Topics
Andrzej Biś, University of Lodz, Poland
Variational principles for finitely generated pseudogroup actions
We study the thermodynamical formalism of finitely generated pseudogroups acting on a compact metric spaces. More precisely, we introduce the notions of topological and measure-theoretical pressures for those actions and we prove variational principle. The talk is based on joint work with Maria Carvalho and Paulo Varandas.
Melih Emin Can, Jagiellonian University, Poland
On asymptotic average shadowing property and vague specification property
Łukasz Kotlewski, Nicolaus Copernicus University, Poland
Conformal measures for interval exchange transformations
The aim of this talk is to present the topic of conformal measures in the class of dynamical systems called „interval exchange transformations”. Conformal measure describes the distribution of a phase space which evolves with time exponentially, with respect to piecewise potential. I will recall basic notions of interval exchange transformations and after that, I will present results from my master’s thesis.
Abdul Gaffar Khan, Nicolaus Copernicus University, Poland
Topological stability and persistent property from Gromov-Hausdorff Viewpoint
In this talk, we introduce topologically IGH-stable, IGH-persistent and pointwise weakly topologically IGH-stable homeomorphisms of compact metric spaces. We will prove that every topologically IGH-stable homeomorphism is topologically stable as well as topologically GH-stable and every expansive topologically stable homeomorphism of a compact manifold is topologically IGH-stable. We further prove that every equicontinuous pointwise weakly topologically IGH-stable homeomorphism is IGH-persistent and every pointwise minimally expansive IGH-persistent homeomorphism is pointwise weakly topologically IGH-stable. These results strengthen the well known Walters’ stability theorem from the viewpoint of pointwise dynamics as well establish the relation between persistent properties and topological stability from the Gromov-Hausdorff viewpoint. This talk is based on joint work with C.A. Morales and Tarun Das.
Elias Rego, AGH, Poland
On the Ergodic Theory of ASH Attractors
In this talk we will recall some weak notions of hyperbolicity for flows. The Lorenz and the Rovella attractors are the most famous examples of such theory. We will present new results towards the ergodic theory of ASH attractors. This is a joint work with A. Arbieto, M. Pineda and K. Vivas.

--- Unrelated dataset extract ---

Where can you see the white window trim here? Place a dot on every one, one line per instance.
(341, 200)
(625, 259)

Sophie Schmidhuber, University of Zurich, Switzerland
Algorithmic decomposition of generalized interval exchange maps
In this talk, we present an algorithm which extends the classical Rauzy-Veech induction in order to study generalized interval exchange transformation (GIETs) with possibly more than one quasiminimal component (i.e. not infinite-complete, or, equivalently, not semi-conjugated to a minimal IET). The algorithm is defined for more general maps that we call interval exchange transformations with gaps (g-GIETs), namely partially defined GIETs which appear naturally as the first return map of Cr -foliations on two-dimensional manifolds to any transversal segment. We exploit the algorithm to find a decomposition of any GIET into a finite unions of intervals which either contain no recurrent orbit, or contain only recurrent orbits which are closed, or contain a unique quasiminimal. This provides an alternative algorithmic approach to the decomposition results for foliations and flows on surfaces by Levitt, Gutierrez and Gardiner from the 1980s. This is joint work with Corinna Ulcigrai and Charles Fougeron.

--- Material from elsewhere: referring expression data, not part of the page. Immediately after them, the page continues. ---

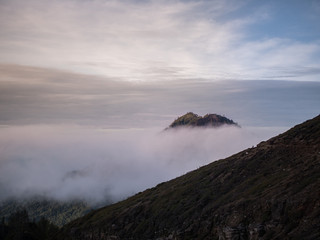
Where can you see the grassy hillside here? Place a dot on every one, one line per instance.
(59, 213)
(271, 191)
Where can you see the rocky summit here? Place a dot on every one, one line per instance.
(271, 191)
(209, 120)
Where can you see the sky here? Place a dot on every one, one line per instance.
(87, 86)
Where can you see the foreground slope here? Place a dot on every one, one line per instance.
(267, 192)
(58, 213)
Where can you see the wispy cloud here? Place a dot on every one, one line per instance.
(30, 95)
(151, 40)
(66, 162)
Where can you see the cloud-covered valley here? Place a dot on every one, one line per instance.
(70, 162)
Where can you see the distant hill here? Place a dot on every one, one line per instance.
(271, 191)
(58, 213)
(209, 120)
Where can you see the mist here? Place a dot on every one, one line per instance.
(68, 162)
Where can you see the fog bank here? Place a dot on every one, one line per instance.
(68, 162)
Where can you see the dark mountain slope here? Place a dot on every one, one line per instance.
(271, 191)
(59, 213)
(193, 120)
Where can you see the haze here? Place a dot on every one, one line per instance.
(87, 87)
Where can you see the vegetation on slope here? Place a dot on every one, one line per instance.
(267, 192)
(20, 227)
(59, 213)
(209, 120)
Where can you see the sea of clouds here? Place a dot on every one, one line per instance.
(101, 165)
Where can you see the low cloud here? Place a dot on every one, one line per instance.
(69, 162)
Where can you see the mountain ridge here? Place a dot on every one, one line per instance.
(266, 192)
(191, 119)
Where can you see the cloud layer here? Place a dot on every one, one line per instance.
(67, 162)
(30, 95)
(162, 40)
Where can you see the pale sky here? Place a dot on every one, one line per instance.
(160, 40)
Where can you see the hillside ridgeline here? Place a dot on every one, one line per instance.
(209, 120)
(271, 191)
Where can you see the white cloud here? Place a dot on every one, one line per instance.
(67, 162)
(147, 40)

Alexandre Trilles, Jagiellonian University, Poland
Loose Bernoullicity for zero entropy flows via Feldman-Katok pseudometric
Our goal is to study measure-preserving flows consisting of a continuous flow on a compact metric space and an ergodic measure with zero entropy. More precisely, we will focus on loosely Bernoulli flows with zero entropy, which, following Ratner's suggestion, are called loosely Kronecker.

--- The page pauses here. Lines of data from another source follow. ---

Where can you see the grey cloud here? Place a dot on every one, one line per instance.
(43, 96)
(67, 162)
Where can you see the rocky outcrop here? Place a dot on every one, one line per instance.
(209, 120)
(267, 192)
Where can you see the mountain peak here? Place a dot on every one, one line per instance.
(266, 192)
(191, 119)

The Feldman-Katok pseudometric (FK-pseudometric), originally defined for transformations, will be introduced in the context of flows and used to recover the results of García-Ramos and Kwietniak, characterizing loosely Kronecker systems. We will show that a measure-preserving flow is loosely Kronecker if and only if there exists a full-measure set where any pair of points is indistinguishable with respect to the FK-pseudometric. Additionally, a purely topological characterization of uniquely ergodic flows whose unique invariant measure is loosely Kronecker will be provided."
Yuriy Tumarkin, University of Zurich, Switzerland
Invariant measures for periodic type skew-products over IETs
The problem of understanding the invariant measures for the linear flow on compact translation surfaces (and correspondingly for interval exchange transformations) has been much studied since the 1970s and is by now very well understood. Very little is however known about infinite translation surfaces. I will talk about the simplest case of infinite translation surfaces, which are obtained as $\Z^m$-covers of compact translation surfaces, giving rise to skew-products over IETs. It turns out that in the case when the skew-product is periodic under renormalisation one can classify all the ergodic invariant measures and even obtain a somewhat explicit form for them.